Several ACT exercises may enhance psychological flexibility when injustice experiences become problematic. Exercises such as the Chinese finger trap79 may facilitate the cessation of ineffective efforts to control injustice-related experiences by showing the ironic effect of struggling for control. To promote cognitive defusion, individuals may repeat the word ‘unfair’ for 30 seconds so that it can be experienced as a meaningless sound.60 Individuals may mindfully ‘track their thoughts in time’60 to gain awareness of the mind’s tendency to drift to past and future injustice experiences. The ‘observer self’60 exercise may help individuals experience the self as context, distinct from the justice-related content of the conceptualised self. To clarify values, individuals may imagine what they would like others to say about them at a send-off party.79
Conclusion and future directions
There is mounting evidence that the experience of pain-related injustice adversely influences recovery among individuals with chronic pain. Accumulating evidence also supports the role of psychological flexibility in adjustment to chronic pain and the usefulness of ACT for improving patients’ quality of life with pain through enhancing psychological flexibility. This review brings together these lines of research and proposes that the psychological flexibility framework underlying ACT may be a clinically useful model to understand the association between the experience of pain-related injustice and adverse pain outcomes.

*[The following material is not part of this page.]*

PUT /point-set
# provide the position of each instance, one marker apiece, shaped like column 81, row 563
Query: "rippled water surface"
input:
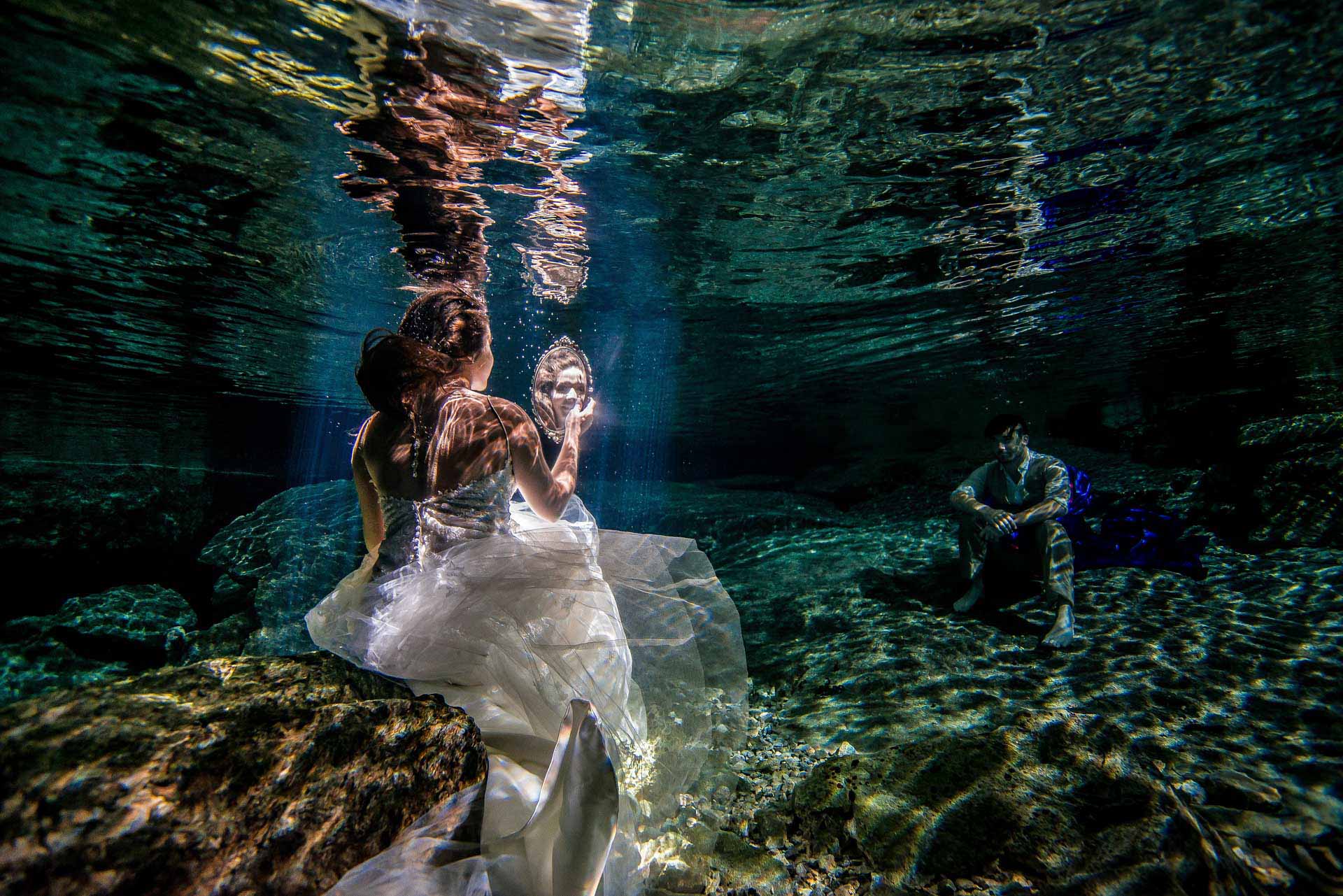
column 887, row 215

Future research in this area is needed to empirically test whether the process of psychological flexibility mediates between experiences of injustice and chronic pain outcomes. Additional research is needed to refine the measurement of the processes comprising psychological flexibility, which are currently in the initial stages of development within the field of pain. Future research may also benefit from the use of momentary ecological assessment methods to investigate the dynamic associations among the injustice experience and the interrelated processes of psychological flexibility. Basic research will be needed to experimentally test the relationships between injustice experiences, processes of psychological flexibility and pain outcomes. This research will benefit from recent methods used to experimentally induce pain-related injustice81,82 in conjunction with experimental ACT interventions that are well described in the literature.36 Future research is also needed to investigate the effectiveness of ACT to mitigate the association between the injustice experience and adverse chronic pain outcomes in patients with pain and, if effective, whether this can be attributed to the proposed processes.
Acknowledgments
The authors thank Dr Michael Sullivan for his comments on an earlier version of this manuscript.
Footnotes
Conflict of interest: The authors declare that there is no conflict of interest.
Funding: This research was supported by funds from le Fonds de la Recherche en Santé du Québec and l’Institut de Recherche Robert-Sauvé en Santé et en Sécurité du Travail.